Tołwiński was an official electoral observer at the 2025 Belarusian presidential election. Tołwiński argued that the election was not rigged, stating that Lukashenko had no reason to manipulate the result because he has the support of the majority of the nation. He condemned protests in Belarus, noting that they were funded by the services of Western countries in order to weaken and subordinate Belarus. Tołwiński also announced his candidacy in the 2025 Polish presidential election on behalf of the Front. The National Electoral Commission registered his presidential committee on 14 February 2025.

== Ideology ==
Front advocates for strengthening Polish-Russian and Polish-Belarusian relations, loosening the fertilizer embargo on Belarus. It advocates for replicating the economic policies of the Liberal Democratic Party of Belarus. The party argues that Poland is "not politically sovereign", and that "Poland's policy towards Russia and Belarus is paranoid and provocative." Front argues that "Ukraine is Poland's economic enemy, especially when it comes to agriculture", and that it is in Polish interest that Ukraine losses the Russo-Ukrainian War. It argues that "Ukraine does not own its lands” and that “international funds rule the country”. The party also expressed its support for Viktor Orbán and asked him to become an official mediator in the Belarus–European Union border crisis.

Amongst its goals, the party lists "liberation of Poland from the political protectorate of the United States", and "de-Americanisation of Europe" which is to be achieved by building a coalition of European political parties opposed to the US political interference. Front also calls for "de-Ukrainisation of Poland", defining it as ending every forms of cooperation with the Ukrainian state, as well as unconditionally blocking the influx of Ukrainian refugees from Ukraine. The leader of Front, Tołwiński, wrote: "The US supplying weapons to Ukrainians is just a pretence of helping, but in reality it is bleeding Ukraine and Russia dry. The US wants to expand its influence and is using us as a country of aggression so that Russia will attack NATO. The war could have ended at the very beginning if it weren't for the US." He also added: "There is no better way today to get rid of this very ideology, the Banderist ideology, from Ukraine, with Russian hands, of course."

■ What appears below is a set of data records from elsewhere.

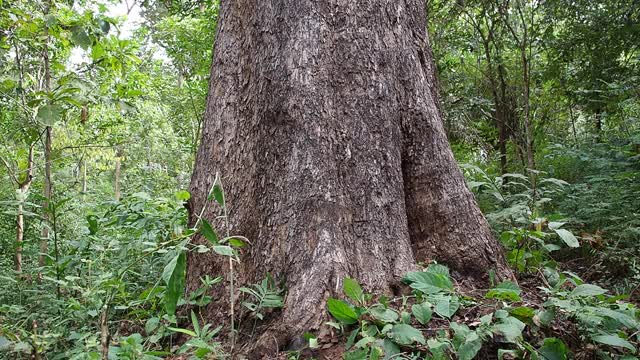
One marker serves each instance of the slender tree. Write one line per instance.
(323, 120)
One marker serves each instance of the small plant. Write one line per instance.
(265, 295)
(201, 342)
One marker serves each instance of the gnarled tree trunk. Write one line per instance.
(322, 119)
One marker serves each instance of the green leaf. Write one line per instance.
(404, 334)
(379, 312)
(523, 313)
(430, 282)
(390, 348)
(183, 195)
(236, 243)
(174, 277)
(208, 232)
(353, 290)
(223, 250)
(151, 325)
(554, 225)
(553, 349)
(567, 237)
(184, 331)
(511, 328)
(614, 340)
(470, 347)
(446, 306)
(506, 290)
(80, 37)
(587, 290)
(105, 26)
(422, 312)
(341, 311)
(92, 222)
(217, 193)
(49, 114)
(359, 354)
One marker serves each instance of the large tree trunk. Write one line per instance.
(322, 119)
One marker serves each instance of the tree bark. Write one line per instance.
(23, 189)
(322, 119)
(48, 187)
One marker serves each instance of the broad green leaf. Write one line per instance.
(511, 328)
(429, 282)
(341, 311)
(587, 290)
(174, 277)
(236, 243)
(353, 290)
(379, 312)
(105, 26)
(358, 354)
(523, 313)
(151, 325)
(49, 114)
(390, 348)
(422, 312)
(207, 231)
(506, 290)
(217, 193)
(555, 225)
(184, 331)
(183, 195)
(553, 349)
(80, 37)
(568, 237)
(446, 306)
(614, 340)
(223, 250)
(470, 347)
(404, 334)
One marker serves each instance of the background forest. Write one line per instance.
(100, 120)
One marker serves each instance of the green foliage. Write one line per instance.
(266, 295)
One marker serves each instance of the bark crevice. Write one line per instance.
(322, 118)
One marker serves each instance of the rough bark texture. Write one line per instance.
(322, 119)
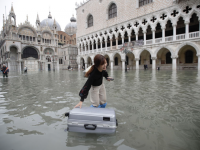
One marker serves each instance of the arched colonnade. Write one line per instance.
(184, 56)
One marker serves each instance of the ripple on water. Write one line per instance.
(155, 110)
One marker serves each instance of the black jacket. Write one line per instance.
(95, 78)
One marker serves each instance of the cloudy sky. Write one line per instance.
(61, 10)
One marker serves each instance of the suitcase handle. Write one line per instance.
(88, 126)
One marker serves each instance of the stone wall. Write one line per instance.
(126, 10)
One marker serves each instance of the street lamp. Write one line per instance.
(53, 64)
(126, 52)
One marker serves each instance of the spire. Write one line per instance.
(3, 20)
(38, 17)
(54, 24)
(50, 15)
(73, 19)
(12, 10)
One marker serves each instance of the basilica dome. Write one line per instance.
(71, 27)
(49, 22)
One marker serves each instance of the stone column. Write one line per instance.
(78, 50)
(163, 35)
(110, 44)
(111, 64)
(106, 45)
(174, 64)
(58, 66)
(129, 38)
(186, 30)
(153, 35)
(198, 62)
(153, 63)
(174, 32)
(101, 46)
(136, 36)
(79, 66)
(144, 37)
(122, 39)
(96, 45)
(20, 67)
(81, 48)
(123, 64)
(88, 47)
(92, 46)
(116, 43)
(137, 63)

The party also focuses on agrarian issues, and its economic platform has been described as agrarian. One of its protest slogans is "Normal food". The party argues that Poland has sold its agricultural production and food self-sufficiency to corporations, and states that the traditional Polish food was replaced with "unhealthy food, full of preservatives and fillers". Front praises the Belarusian collective farming system based on kolkhozes and sovkhozes, noting cheap prices, avoidance of chemical preservatives, and socialist-style organization. Tołwiński remarked: "The collective has a processing plant, shops, a restaurant - they operate like a cooperative. We are not organised in the same way, as the PGRs have shown."

== Electoral history ==
===Sejm===

| Election | # of votes | % of votes | # of overall seats won | Government |
| 2023 | 500 | 0.02 (#10) | 0 / 460 | Extra-parliamentary |
On the electoral lists of Normal Country.